La prima puntata, Il Regno, racconta l’inizio del baratro: nel 1972 l’Afghanistan eleggeva la sua Miss, la capitale accoglieva eventi mondani e turisti e a raccontarla intervengono Miss Afghanistan 1972, il fratello dell’ultima regina afgana, il fondatore del primo partito islamista e Sima Samar, la prima donna ministro il cui marito è stato vittima della brutale repressione del regime comunista. La vita sociale e culturale vivace e aperta del Paese cambia radicalmente negli anni ’80, come racconta la seconda puntata, L’esercito sovietico, nella quale ci si concentra sul ruolo che l’Afghanistan si trova a ricoprire nello scacchiere internazionale definito dalla Guerra Fredda, dal momento che diventa il campo di battaglia tra socialismo e Islam. L’avanzata sovietica spinge molti afgani a rispondere alla chiamata alla Guerra Santa: tra gli stranieri che si arruolano nella resistenza afghana c’è anche un giovane Osama bin Laden. Il doc raccoglie le testimonianze di un corrispondente di guerra sovietico, del leader della più grande fazione di mujaheddin e un medico che lavora per Medici Senza Frontiere. Le prime due puntate della serie sono raccolte nella messa in onda italiana sotto il titolo “Dalle minigonne di Kabul a Bin Laden“.

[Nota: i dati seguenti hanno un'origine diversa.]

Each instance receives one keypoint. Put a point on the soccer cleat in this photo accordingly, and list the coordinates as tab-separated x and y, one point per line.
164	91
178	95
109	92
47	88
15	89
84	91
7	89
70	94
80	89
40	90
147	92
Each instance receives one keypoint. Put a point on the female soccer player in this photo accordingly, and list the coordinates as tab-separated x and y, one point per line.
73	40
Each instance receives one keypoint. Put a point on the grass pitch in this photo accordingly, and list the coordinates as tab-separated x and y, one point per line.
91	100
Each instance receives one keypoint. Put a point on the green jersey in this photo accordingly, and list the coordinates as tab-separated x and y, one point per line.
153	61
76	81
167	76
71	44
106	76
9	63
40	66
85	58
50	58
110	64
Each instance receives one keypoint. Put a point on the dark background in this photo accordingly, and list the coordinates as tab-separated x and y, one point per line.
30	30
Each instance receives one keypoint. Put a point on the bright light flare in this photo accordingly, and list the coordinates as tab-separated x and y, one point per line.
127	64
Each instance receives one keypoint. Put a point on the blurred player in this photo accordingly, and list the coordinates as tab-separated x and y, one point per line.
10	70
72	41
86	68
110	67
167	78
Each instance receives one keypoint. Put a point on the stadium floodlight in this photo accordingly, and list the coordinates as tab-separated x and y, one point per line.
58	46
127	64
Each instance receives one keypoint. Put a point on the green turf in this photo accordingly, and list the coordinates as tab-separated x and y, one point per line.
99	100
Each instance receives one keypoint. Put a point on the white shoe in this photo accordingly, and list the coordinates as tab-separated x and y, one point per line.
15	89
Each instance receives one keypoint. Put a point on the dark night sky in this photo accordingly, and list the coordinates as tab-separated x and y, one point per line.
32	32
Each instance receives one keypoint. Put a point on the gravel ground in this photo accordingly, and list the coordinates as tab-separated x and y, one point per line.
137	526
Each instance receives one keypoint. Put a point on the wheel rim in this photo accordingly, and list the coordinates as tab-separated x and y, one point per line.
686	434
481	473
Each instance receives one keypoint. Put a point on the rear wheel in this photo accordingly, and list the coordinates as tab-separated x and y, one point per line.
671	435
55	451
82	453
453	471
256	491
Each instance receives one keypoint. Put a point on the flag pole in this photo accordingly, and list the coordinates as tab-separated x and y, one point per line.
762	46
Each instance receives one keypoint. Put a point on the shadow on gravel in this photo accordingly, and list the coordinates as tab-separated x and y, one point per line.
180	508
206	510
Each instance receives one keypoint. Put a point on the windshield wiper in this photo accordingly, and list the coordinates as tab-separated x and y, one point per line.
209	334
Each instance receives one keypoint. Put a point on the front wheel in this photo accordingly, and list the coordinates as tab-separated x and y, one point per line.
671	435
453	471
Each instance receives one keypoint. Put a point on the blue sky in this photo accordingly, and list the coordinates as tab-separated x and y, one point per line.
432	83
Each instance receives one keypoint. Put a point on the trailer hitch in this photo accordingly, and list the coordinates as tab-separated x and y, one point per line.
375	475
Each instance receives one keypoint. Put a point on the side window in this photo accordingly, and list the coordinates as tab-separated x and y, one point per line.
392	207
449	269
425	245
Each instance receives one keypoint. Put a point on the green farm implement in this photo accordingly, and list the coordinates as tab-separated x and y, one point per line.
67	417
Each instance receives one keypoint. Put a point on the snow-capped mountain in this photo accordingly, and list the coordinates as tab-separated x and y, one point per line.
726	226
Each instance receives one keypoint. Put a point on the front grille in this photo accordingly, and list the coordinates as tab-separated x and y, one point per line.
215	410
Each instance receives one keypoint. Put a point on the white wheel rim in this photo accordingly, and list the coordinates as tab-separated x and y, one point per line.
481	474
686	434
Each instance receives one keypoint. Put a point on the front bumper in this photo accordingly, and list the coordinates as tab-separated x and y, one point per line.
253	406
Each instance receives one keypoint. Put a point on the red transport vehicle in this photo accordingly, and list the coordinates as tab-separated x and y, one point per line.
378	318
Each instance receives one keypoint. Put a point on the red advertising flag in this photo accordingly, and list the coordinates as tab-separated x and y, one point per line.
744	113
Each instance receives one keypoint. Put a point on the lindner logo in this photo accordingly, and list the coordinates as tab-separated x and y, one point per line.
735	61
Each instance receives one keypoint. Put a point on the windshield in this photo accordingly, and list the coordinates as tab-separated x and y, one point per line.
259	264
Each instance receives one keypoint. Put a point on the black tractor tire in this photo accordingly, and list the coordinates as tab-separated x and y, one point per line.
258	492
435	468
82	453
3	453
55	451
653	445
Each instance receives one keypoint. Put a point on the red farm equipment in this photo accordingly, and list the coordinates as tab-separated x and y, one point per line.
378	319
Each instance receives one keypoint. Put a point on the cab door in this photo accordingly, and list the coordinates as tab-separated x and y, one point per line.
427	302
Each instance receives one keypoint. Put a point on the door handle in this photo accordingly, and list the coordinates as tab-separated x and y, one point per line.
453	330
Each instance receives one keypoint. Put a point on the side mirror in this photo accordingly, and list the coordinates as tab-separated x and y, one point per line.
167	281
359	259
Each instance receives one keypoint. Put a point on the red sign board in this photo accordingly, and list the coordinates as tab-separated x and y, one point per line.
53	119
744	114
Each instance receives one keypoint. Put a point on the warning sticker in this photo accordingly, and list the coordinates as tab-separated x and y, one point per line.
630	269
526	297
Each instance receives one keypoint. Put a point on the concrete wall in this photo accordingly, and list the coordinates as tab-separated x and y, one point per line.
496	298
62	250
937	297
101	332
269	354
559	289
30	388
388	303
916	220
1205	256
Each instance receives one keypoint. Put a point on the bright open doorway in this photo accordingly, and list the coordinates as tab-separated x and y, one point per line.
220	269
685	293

Le altre due puntate andranno in onda venerdì prossimo, 3 dicembre, raccolte sotto il titolo “Di guerra in guerra”. La terza del ciclo, Mujaheddin e talebani, ricostruisce cosa succede dal 1989, quando le truppe sovietiche lasciano il Paese: i mujahedin hanno vinto, ma non sanno come gestire il Paese, che va rapidamente nel caos. Si affaccia così una nuova forza che promette ordine e pace: i talebani. La loro vittoria del 1996 trasforma l’Afghanistan in un ‘covo’ dell’Islam radicale, in un campo di addestramento per al-Qaeda e in una prigione per le donne. Le protagoniste di questo episodio sono Schukria Baraksai, che ha perso i suoi figli appena nati durante la guerra civile ed è diventata insegnante in una scuola femminile segreta, e Nadia Ghulam, sopravvissuta a un attentato dinamitardo, ma ha dovuto fingere di essere un ragazzo per sopravvivere. La quarta e ultima si intitola Le truppe della NATO e inizia con l’11 settembre 2001: l’attentato di al-Qaeda sul territorio americano spinge gli USA a dichiarare guerra al Paese nella ricerca spasmodica di Osama bin Laden. La guerra contro i talebani riporta un po’ di libertà nel paese: le donne si tolgono il burqa, si svolgono libere elezioni, i rifugiati tornano e vengono investiti miliardi di dollari nella ricostruzione. Ma c’è anche un rovescio della medaglia: con le elezioni gli ex signori della guerra entrano in Parlamento, la corruzione è dilagante, le forze NATO ripetono molti degli errori commessi dai sovietici. Tra le testimonianze quelle di un membro del governo talebano, del generale americano Stanley McChrystal e di tre donne che sostengono la speranza dell’Afghanistan di vivere finalmente in pace e in libertà.